I am therefore interested in two things. One, conceptualising the affective labour of scientific practice as a potential site of longing, requiring both a pragmatic creativity and a general orientation toward hopefulness. And two, asking how anthropologists can (or fail to) responsibly and faithfully articulate the longing(s) of others.
Contribution short abstract
I conceptualise longing as a creative, communal force by reflecting on ethnographic fieldwork conducted with an ecumenical LGBTQ+ congregation based in Metro Manila, Philippines, where congregants celebrate queer longing and sexuality as mutually inclusive to Christian religiosity.
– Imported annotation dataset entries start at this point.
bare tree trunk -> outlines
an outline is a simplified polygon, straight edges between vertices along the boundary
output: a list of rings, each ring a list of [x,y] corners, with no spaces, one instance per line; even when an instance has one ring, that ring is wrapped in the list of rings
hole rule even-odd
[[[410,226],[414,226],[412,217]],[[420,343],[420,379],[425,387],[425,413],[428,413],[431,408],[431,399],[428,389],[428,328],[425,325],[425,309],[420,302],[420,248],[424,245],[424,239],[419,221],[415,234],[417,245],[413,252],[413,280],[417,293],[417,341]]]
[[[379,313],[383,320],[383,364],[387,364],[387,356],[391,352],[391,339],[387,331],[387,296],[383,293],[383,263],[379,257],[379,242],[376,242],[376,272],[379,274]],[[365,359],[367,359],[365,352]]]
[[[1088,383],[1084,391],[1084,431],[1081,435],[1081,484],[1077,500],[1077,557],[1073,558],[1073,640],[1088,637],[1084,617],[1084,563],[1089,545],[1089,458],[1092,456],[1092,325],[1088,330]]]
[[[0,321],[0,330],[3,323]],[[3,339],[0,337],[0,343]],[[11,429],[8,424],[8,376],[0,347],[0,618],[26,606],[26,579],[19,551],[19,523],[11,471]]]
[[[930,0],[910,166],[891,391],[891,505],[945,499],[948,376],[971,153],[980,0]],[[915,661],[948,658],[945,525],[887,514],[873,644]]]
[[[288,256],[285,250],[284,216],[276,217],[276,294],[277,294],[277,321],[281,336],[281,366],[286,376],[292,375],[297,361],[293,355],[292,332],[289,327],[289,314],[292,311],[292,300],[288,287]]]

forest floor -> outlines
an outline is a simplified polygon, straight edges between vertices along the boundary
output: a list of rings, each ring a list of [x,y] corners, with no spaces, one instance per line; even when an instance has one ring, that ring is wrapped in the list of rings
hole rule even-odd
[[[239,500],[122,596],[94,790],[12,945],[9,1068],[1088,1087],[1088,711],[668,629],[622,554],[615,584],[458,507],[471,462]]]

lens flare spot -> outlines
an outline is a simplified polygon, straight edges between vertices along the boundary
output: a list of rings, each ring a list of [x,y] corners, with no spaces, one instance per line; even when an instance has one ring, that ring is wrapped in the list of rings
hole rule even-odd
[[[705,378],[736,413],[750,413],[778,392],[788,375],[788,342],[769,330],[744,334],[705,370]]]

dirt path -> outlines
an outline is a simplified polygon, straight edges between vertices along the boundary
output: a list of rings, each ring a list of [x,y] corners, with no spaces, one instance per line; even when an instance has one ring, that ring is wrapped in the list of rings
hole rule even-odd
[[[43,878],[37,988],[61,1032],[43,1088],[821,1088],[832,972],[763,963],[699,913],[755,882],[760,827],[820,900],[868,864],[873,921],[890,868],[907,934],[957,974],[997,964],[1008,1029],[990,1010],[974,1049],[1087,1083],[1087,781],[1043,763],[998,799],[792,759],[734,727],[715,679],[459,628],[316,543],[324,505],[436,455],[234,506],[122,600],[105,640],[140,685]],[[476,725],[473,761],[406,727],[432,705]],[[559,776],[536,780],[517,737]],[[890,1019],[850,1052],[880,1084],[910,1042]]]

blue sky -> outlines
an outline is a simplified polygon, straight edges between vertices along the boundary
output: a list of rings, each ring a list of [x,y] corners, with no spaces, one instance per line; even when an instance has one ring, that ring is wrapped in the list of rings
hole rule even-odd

Contribution long abstract
As part of this roundtable, I conceptualise longing as a creative, communal force by reflecting on ethnographic fieldwork conducted with an ecumenical LGBTQ+ congregation based in Metro Manila, Philippines. Congregants’ framing of Jesus Christ as a queer icon and subject of desire is emblematic of various spiritual missions and practices that celebrate queer longing and sexuality as mutually inclusive to Christian religiosity, foregrounding the tenet that God loves them because of their identities as LGBTQ+ people, not in spite of them. Not only does longing here disrupt the oft-conceived nature of the church as elevated and isolated from the messy physicality of being human (and, indeed, queer), it both embraces and transcends antiquated definitions based on bodily desire or unconscious drive; longing can be a resource for affirming faith, for building community, and an agentic subject in its own right. Thus, ‘Queer Jesus’ exemplifies how my interlocutors account for the interplay of multiple, seemingly opposed ideas and influences through and beyond their worship as LGBTQ+ urbanites living amidst the realities of colonially-rooted Christian ideology still embedded within contemporary Filipino national identity and culture. I also discuss the personal impact of this research and its evocation of an embodied empathy that not only infuses my academic work but my own understanding of myself a queer lapsed Catholic, working in tandem with my interlocutors to dispute reductive narratives of ubiquitous queer suffering under religion and homophobic discourses that dismiss queerness as antithetical to Christianity or a Western import and, thus, un-Filipino.